La perspective du jugement final nous tient sur nos gardes : agissons tant qu'il en est temps.
Elle nous assure que les triomphes scandaleux du mal auront une fin et que la justice vaincra.
Elle nous interdit de condamner les hommes, car seul Dieu connaît les secrets des c½urs.
Ce ne sont pas tant nos pensées ou nos actions qui sont viles ou méchantes : ce sont nos omissions, nos manques d'actes. Nous ne commettons pas de mal grave mais nous manquons de faire beaucoup de bien.
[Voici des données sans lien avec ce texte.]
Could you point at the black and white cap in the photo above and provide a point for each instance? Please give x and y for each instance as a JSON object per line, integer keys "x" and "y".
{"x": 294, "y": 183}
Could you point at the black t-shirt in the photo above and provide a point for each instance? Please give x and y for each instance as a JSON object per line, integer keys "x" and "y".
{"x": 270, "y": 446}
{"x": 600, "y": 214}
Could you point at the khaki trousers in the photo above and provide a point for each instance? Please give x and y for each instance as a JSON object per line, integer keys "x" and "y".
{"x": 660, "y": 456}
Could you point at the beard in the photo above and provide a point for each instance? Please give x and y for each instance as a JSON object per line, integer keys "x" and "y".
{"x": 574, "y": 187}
Et nous gardons grande espérance à l'endroit de tous ces « braves gens » qui ne sont jamais dans nos chapelles, qui critiquent notre Eglise, mais qui, sans s'en douter, soutiennent le Christ incognito.
La foi (la lampe allumée et le talent qui fructifie) est la voie normale du salut, la vie de charité dans la communauté d'Eglise.
Mais pour beaucoup, c'est l'amour, le geste de partage, la solidarité.
Les chemins sont multiples pour rejoindre Dieu. Quels qu'ils soient, ils sont amour incarné.
Seigneur, en cet ultime dimanche de l'année,
Nous te louons, nous te bénissons, nous te rendons grâce
pour la multitude de tes dons reçus en cette année guidée par S. Matthieu.
Car nous étions pauvres et tu nous as enrichis de ta grâce.
Nous étions malades par nos péchés et tu nous as soignés par ton pardon.
Nous étions assoiffés d'amour et tu nous as désaltérés.
Nous étions étrangers, séparés les uns des autres et tu nous as constitués en une seule famille.